House passes budget bill that would save the A-10 for a year
The House passed a defense funding bill Thursday that would keep the Air Force's A-10 fighter jets flying for another year.
The measure, which still needs to be approved by the Senate, would fund the A-10 through fiscal year 2015.
A provision prohibiting the Air Force from retiring the A-10 and approving $331 million to be spent to keep it flying was pushed by U.S. Rep. Ron Barber.

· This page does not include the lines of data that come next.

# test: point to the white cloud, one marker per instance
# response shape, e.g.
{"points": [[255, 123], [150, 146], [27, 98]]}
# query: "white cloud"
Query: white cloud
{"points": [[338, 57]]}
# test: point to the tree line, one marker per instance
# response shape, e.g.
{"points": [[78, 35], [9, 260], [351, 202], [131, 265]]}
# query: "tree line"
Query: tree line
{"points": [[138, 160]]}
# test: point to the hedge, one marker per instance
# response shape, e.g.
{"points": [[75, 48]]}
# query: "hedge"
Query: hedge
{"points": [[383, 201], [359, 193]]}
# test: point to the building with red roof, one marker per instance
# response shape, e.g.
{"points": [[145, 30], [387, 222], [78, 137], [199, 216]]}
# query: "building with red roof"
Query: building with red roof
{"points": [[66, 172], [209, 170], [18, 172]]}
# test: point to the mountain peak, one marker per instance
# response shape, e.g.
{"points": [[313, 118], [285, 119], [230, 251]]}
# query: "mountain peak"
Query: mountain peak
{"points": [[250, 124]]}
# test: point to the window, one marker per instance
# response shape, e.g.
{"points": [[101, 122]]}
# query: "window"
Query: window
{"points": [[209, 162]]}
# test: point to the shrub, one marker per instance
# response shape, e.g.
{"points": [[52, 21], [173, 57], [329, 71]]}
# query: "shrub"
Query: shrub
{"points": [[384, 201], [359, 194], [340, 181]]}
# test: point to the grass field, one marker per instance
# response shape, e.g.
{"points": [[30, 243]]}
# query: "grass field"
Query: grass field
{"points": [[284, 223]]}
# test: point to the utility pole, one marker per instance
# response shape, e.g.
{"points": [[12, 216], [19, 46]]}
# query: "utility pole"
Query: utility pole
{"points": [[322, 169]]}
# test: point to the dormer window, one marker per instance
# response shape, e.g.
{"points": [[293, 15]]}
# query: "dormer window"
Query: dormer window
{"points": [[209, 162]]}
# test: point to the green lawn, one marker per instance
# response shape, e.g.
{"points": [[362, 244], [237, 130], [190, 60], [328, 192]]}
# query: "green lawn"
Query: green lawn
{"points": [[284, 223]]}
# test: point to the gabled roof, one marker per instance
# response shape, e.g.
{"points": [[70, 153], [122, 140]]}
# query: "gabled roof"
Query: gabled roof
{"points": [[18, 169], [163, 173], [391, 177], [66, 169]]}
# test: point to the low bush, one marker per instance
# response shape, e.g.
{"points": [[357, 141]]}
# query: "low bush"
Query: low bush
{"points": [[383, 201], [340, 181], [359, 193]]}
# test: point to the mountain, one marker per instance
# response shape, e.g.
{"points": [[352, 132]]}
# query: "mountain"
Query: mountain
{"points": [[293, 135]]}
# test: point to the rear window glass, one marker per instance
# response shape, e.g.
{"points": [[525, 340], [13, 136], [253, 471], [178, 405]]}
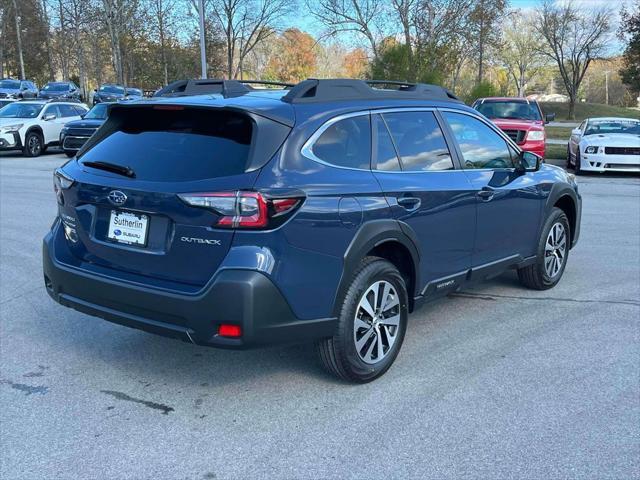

It does, however, allow the Air Force to place up to 36 of the nearly 300 A-10s in the fleet into a “back-up inventory status,” subject to a Pentagon review.
The National Defense Authorization Act passed the House by a vote of 300-119. The Senate is expected to vote on the measure next week.
“This is a huge step forward in providing for a strong national security, protecting our warfighters on the ground and strengthening our economy in Southern Arizona,” Barber said in a press release Thursday. “The A-10 is protected for another year because of our actions and the fight our community put up,” he said.
Republican Martha McSally, a former A-10 pilot who will likely represent CD2 if a recount holds up her narrow win, questioned Barber's support for the aircraft in the recent election.
Friday, she issued a press release calling the vote "a positive step," but questioned placing some planes on back-up status.
That "will lead us down an irreversible path of siphoning resources and manpower away from the A-10 prematurely," she said. "If implemented, this is the equivalent of shutting down nearly two A-10 squadrons."
The Air Force has 326 of the planes, operating out of five bases across the United States, including a large presence at Davis-Monthan Air Force Base where 83 of the jets are based.
Retiring the A-10 could hurt the Tucson-area economy, which reaped a $1.1 billion economic impact from operations at Davis-Monthan in fiscal 2012, according a report by base officials that was released last year.
Defense Secretary Chuck Hagel announced in February that the Pentagon had plans to retire the A-10 and replace it in the short-term with F-16s until the F-35s are flying.
The current version of the bill also provides $82 million in funding for the Tomahawk cruise missile built by Tucson-based Raytheon Missile Systems.